—C'est vrai, murmura Fausta, pensive, la passion est plus forte chez vous que la foi. Farnèse, vous êtes donc résolu à partir pour l'Italie?...

—Dès que vous m'en donnerez l'ordre.

—Tenez-vous prêt à partir le 22 de ce présent octobre. Vous vous demandez pourquoi le vingt-deuxième jour de ce mois, n'est-ce pas, cardinal?

—Non, madame, dit le cardinal palpitant, mais vous m'avez fait tout à l'heure une promesse.

—Celle de vous rendre Léonore et son enfant... Je m'explique, Farnèse: je ne prétends pas vous rendre la pauvre folle que le bohémien Belgodère, un jour, rencontra, errante et sans gîte, et qu'il attacha à sa pitoyable destinée. Celle dont je parle, Farnèse, c'est Léonore de Montaigues, c'est la fiancée du prince Farnèse... Je connais le moyen de rappeler la raison dans cet esprit... y jeter le germe du pardon qu'elle vous accordera... Quant à ramener l'amour dans son coeur, ceci vous regarde!...

—Léonore... ô Léonore!... balbutia Farnèse, éperdu.

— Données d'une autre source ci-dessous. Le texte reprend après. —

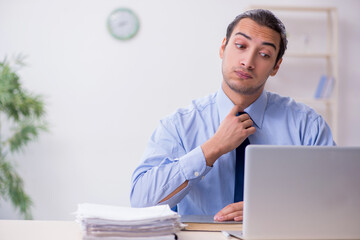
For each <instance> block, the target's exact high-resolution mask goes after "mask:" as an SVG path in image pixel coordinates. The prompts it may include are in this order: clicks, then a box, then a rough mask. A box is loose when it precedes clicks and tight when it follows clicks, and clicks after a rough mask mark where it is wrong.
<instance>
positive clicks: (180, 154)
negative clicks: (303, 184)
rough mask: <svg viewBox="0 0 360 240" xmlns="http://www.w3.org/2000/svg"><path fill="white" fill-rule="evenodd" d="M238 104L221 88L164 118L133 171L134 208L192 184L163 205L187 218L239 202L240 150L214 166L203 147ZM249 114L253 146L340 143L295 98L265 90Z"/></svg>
mask: <svg viewBox="0 0 360 240" xmlns="http://www.w3.org/2000/svg"><path fill="white" fill-rule="evenodd" d="M233 106H234V104H233V103H232V101H231V100H230V99H229V98H228V97H227V96H226V94H225V93H224V91H223V90H222V88H220V89H219V91H218V92H216V93H214V94H211V95H209V96H207V97H205V98H202V99H197V100H194V101H193V102H192V104H191V105H190V106H189V107H187V108H183V109H179V110H178V111H176V112H175V113H174V114H172V115H170V116H168V117H167V118H165V119H163V120H161V121H160V125H159V126H158V128H157V129H156V130H155V132H154V133H153V135H152V136H151V138H150V141H149V143H148V146H147V148H146V150H145V153H144V155H143V158H142V163H141V164H140V166H139V167H138V168H136V170H135V171H134V173H133V176H132V191H131V196H130V200H131V205H132V206H133V207H145V206H153V205H157V204H159V202H160V201H161V200H162V199H164V198H165V197H166V196H168V195H169V194H170V193H172V192H173V191H174V190H175V189H176V188H178V187H179V186H180V185H181V184H182V183H184V182H185V181H186V180H189V182H188V185H187V187H186V188H184V189H183V190H181V191H180V192H179V193H177V194H176V195H175V196H173V197H172V198H171V199H169V200H167V201H165V202H162V203H161V204H169V205H170V207H174V206H175V205H177V207H178V212H179V214H181V215H190V214H196V215H214V214H216V213H217V212H218V211H220V210H221V209H222V208H224V207H225V206H227V205H228V204H230V203H233V200H234V186H235V183H234V179H235V151H236V150H233V151H231V152H229V153H227V154H224V155H222V156H221V157H220V158H219V159H218V160H217V161H216V162H215V163H214V165H213V167H208V166H206V161H205V157H204V154H203V152H202V150H201V147H200V146H201V145H202V144H203V143H204V142H206V141H207V140H208V139H209V138H211V137H212V136H213V135H214V133H215V132H216V130H217V129H218V127H219V125H220V122H221V121H222V120H223V119H224V118H225V117H226V116H227V115H228V114H229V112H230V110H231V109H232V108H233ZM245 112H247V113H248V114H249V115H250V117H251V118H252V120H253V122H254V125H255V128H256V132H255V133H254V134H253V135H251V136H249V140H250V143H251V144H271V145H330V146H332V145H335V143H334V141H333V138H332V134H331V131H330V129H329V127H328V125H327V124H326V122H325V121H324V119H323V118H322V117H321V116H320V115H318V114H317V113H315V112H314V110H312V109H311V108H309V107H307V106H306V105H304V104H301V103H296V102H295V101H294V100H293V99H291V98H285V97H280V96H279V95H277V94H274V93H270V92H266V91H264V92H263V93H262V95H261V96H260V97H259V98H258V99H257V100H256V101H255V102H254V103H253V104H251V105H250V106H249V107H248V108H246V109H245Z"/></svg>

—Je vous rendrai Léonore, reprit Fausta avec une sorte de gravité, et, avec elle, je vous rendrai cette enfant qui est comme un trait d'union entre vous et celle que vous aimez. Donc, vous partez le vingt-deuxième d'octobre... mais vous ne partez pas seul... vous partez avec elles!... Et, si j'ai choisi ce jour-là pour votre départ, c'est que le vingt et un d'octobre sera rassemblé le saint concile qui vous relèvera de vos voeux, qui fera du cardinal un homme, et qui vous dira: voici ton épouse, voici ta fille!...

Farnèse tomba à genoux... Il saisit une main de Fausta et y appuya ses lèvres... Et il éclata en sanglots...

Fausta s'éloigna, laissant le cardinal ébloui, fasciné, éperdu de bonheur... Il la vit rejoindre sa litière qui bientôt disparut. Alors il poussa un profond soupir et remonta dans la pièce du premier étage. Un homme était là, debout, qui l'attendait. Cet homme, c'était maître Claude.

—Vous avez entendu? demanda Farnèse.